Arc de Triomphe de l’Étoile

I had been to Arc de Triomphe de l’Étoile at the western end of Champs-Élysées, but not yet up to the top. It is a short walk to St Paul and then Metro 1 to Place Charles de Gaulle (formerly Place de l’Étoile).

When you get to street (Champs-Élysées) level from the Metro, almost immediately is the start of an underground passage to the Arc de Triomphe. This takes you under l’Étoile, the twelve avenues radiating from the Arc de Triomphe. It would be impossible to cross at street level.

Near the end of the underground passage is a billetterie (ticket booth) for going to the arch’s top.

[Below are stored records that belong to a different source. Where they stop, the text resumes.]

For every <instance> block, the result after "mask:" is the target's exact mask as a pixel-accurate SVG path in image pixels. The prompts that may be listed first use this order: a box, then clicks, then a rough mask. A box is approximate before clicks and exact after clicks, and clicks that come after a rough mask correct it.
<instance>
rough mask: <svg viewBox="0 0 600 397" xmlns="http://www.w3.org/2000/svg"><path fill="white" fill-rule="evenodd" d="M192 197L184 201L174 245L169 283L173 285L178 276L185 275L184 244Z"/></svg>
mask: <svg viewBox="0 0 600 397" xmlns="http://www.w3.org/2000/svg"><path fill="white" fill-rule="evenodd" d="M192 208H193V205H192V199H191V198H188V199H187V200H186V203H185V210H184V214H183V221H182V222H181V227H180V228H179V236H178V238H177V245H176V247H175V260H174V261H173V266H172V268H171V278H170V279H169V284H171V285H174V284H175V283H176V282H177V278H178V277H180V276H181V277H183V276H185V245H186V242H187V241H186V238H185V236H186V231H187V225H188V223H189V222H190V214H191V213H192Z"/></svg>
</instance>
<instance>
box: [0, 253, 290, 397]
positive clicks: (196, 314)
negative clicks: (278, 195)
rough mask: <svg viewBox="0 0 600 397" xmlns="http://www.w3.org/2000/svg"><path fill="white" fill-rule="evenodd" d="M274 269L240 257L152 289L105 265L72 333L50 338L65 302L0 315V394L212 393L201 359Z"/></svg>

Fortunately I had purchased my ticket online. The line was already well into the underground passage and it was just the opening hour (10h00).

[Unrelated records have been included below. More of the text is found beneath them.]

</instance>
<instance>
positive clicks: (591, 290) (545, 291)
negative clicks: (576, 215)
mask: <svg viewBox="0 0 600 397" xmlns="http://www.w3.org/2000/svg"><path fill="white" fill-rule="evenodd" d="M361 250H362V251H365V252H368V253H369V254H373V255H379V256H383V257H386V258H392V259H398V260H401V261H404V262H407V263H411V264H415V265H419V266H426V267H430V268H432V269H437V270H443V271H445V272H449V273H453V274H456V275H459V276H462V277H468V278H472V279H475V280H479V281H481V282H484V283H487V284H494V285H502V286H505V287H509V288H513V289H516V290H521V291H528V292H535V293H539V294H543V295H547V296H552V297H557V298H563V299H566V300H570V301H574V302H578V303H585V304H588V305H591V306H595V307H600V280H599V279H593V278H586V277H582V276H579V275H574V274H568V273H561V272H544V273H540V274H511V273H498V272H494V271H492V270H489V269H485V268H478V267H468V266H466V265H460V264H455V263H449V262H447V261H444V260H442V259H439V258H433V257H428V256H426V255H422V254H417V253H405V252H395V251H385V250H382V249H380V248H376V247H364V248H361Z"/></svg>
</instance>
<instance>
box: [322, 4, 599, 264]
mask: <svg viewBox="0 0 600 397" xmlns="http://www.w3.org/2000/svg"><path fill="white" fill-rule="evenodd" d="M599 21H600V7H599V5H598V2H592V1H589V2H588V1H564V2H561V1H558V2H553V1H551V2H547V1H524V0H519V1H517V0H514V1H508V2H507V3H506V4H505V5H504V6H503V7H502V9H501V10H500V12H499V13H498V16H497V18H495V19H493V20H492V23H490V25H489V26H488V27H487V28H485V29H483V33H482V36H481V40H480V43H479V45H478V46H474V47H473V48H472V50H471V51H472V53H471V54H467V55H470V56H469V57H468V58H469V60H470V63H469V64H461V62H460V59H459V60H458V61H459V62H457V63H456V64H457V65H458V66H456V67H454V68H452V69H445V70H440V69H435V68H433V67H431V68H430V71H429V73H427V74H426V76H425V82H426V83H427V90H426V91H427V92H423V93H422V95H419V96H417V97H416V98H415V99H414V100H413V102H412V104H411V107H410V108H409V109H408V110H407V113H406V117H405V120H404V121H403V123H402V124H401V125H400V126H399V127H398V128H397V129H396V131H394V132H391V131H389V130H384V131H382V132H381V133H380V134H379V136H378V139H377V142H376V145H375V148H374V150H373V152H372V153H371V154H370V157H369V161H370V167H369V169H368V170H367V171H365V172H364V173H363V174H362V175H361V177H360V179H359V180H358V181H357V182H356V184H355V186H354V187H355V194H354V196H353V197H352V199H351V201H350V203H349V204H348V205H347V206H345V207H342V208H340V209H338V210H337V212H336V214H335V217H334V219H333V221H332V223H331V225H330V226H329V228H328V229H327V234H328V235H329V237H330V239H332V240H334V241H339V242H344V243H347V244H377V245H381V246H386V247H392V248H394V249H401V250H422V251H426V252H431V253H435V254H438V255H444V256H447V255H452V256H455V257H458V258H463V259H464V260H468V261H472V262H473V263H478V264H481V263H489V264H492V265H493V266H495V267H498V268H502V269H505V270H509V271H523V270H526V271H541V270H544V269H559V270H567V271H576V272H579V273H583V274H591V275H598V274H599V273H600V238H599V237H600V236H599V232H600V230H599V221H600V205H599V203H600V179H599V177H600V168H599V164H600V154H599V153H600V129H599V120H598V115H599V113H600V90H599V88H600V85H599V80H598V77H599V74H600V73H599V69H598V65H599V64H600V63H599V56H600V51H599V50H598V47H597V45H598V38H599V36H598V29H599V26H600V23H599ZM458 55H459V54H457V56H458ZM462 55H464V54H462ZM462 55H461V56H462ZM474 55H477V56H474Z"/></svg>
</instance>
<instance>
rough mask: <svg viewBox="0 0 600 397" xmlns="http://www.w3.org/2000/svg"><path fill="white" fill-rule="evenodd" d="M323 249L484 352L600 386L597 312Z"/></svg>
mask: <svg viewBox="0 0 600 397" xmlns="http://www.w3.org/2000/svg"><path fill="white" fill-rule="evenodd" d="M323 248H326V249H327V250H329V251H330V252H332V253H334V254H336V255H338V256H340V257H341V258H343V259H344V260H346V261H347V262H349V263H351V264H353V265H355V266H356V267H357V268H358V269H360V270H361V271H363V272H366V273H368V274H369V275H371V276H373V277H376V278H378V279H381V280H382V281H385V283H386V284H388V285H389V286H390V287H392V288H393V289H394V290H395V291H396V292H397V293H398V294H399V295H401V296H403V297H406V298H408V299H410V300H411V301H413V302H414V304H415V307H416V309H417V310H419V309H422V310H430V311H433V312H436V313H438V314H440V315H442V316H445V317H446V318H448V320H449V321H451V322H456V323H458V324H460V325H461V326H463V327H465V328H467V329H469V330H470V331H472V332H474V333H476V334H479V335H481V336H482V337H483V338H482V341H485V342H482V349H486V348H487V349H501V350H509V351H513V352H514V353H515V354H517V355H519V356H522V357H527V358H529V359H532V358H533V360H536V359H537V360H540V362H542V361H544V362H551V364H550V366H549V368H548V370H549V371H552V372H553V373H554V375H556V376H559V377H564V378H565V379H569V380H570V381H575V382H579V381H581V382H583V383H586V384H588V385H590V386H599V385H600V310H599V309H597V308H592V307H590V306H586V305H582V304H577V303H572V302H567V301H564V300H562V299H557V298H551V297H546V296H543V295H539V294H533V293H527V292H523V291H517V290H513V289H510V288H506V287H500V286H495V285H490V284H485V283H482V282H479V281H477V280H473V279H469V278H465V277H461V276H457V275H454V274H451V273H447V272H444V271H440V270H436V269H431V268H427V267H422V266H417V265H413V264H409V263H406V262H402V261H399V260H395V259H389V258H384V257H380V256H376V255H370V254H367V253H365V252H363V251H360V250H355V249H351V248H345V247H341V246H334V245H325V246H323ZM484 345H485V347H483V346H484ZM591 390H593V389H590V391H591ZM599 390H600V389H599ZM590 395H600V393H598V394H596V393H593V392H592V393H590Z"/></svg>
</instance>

Back at surface level, there is a huge flag flying from the middle of the arch. It was a day with a little wind and the flag was stretched out very nicely.

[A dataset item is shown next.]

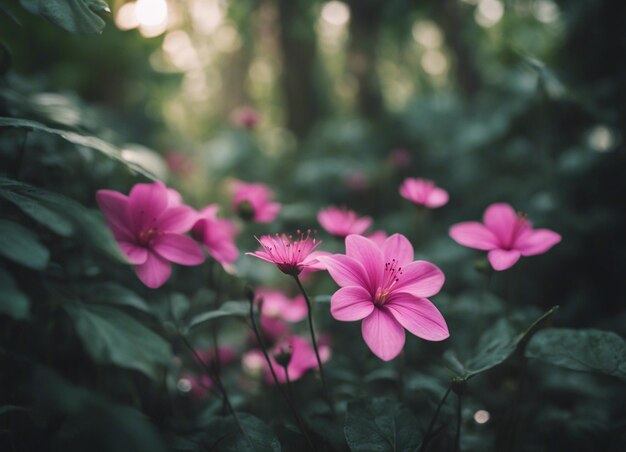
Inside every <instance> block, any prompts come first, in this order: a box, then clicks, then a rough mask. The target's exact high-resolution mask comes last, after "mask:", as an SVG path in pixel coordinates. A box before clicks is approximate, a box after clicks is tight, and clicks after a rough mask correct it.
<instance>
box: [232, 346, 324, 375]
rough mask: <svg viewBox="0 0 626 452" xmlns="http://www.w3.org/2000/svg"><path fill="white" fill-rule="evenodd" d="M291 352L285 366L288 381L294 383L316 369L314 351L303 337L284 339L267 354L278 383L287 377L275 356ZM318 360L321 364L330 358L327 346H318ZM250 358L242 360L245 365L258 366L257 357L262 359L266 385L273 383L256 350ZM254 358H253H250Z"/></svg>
mask: <svg viewBox="0 0 626 452" xmlns="http://www.w3.org/2000/svg"><path fill="white" fill-rule="evenodd" d="M289 351H290V352H291V360H290V361H289V364H288V365H287V372H289V380H290V381H296V380H299V379H300V378H302V377H303V376H304V374H305V373H306V372H307V371H309V370H311V369H318V364H317V359H316V358H315V351H314V350H313V346H312V345H311V343H310V342H309V341H308V340H306V339H305V338H303V337H300V336H295V335H294V336H291V337H289V338H285V339H284V340H283V341H282V342H281V343H279V344H278V345H276V346H275V347H274V348H273V349H272V350H271V351H270V353H269V355H270V361H271V362H272V367H273V368H274V372H275V373H276V378H277V379H278V382H279V383H286V382H287V375H286V373H285V368H284V367H282V366H281V365H280V364H278V362H276V359H275V356H276V355H277V354H278V353H281V352H289ZM319 352H320V359H321V360H322V362H323V363H325V362H326V361H328V359H329V358H330V347H328V346H327V345H320V347H319ZM249 354H252V355H251V356H249V357H247V358H244V360H245V361H246V362H247V364H249V363H251V362H254V363H256V364H257V365H259V364H260V362H261V361H260V360H259V359H258V358H259V355H260V357H261V358H263V369H264V372H263V373H264V375H265V381H266V382H268V383H274V379H273V378H272V373H271V371H270V368H269V365H268V364H267V361H266V360H265V359H264V357H263V355H262V354H261V352H260V351H258V350H252V351H251V352H249ZM252 356H254V358H252Z"/></svg>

There was a short security line for those of us with tickets and then into the circular stairs to the top. There is no elevator option. I did not count the stairs, but there are a lot of them. The circular stairs lead to an internal-to-the-arch room with some exhibits. Then a standard set of stairs to the next, still internal, level with more exhibits and a souvenir store. Then yet one more set of stairs to the terrace level up top.

Note: Today was a good (bad?) day for stairs. When I was leaving the apartment and was most of the way down the stairs, I noticed I had my reading glasses, not my long distance ones. OK. Back up to the apartment. Switch glasses. And start again.

From the tour eiffel I took a picture of the Arc de Triomphe. Here is the reverse: the tour eiffel (and on the left the box it came in) from the Arc de Triomphe.

This westward to La Défense. I cannot see the huge arch there, but you can see the long, straight avenue leading directly to it.

Moving more northward you can see Sacré-Cœur on its hilltop. In the foreground are the spikes of the guard fence keeping us from jumping from the top of the Arc de Triomphe.

Finally, eastward is the Champs-Élysées. Again, I cannot see the intermediate-sized arch or Place de Concorde, but the long, straight avenue is plain to see.

The pictures from tour eiffel and Arc de Triomphe give you a feeling of the size of Paris. As an historical comparison, the Arc de Triomphe location was right on the city wall marking the city of Paris limits when it was built.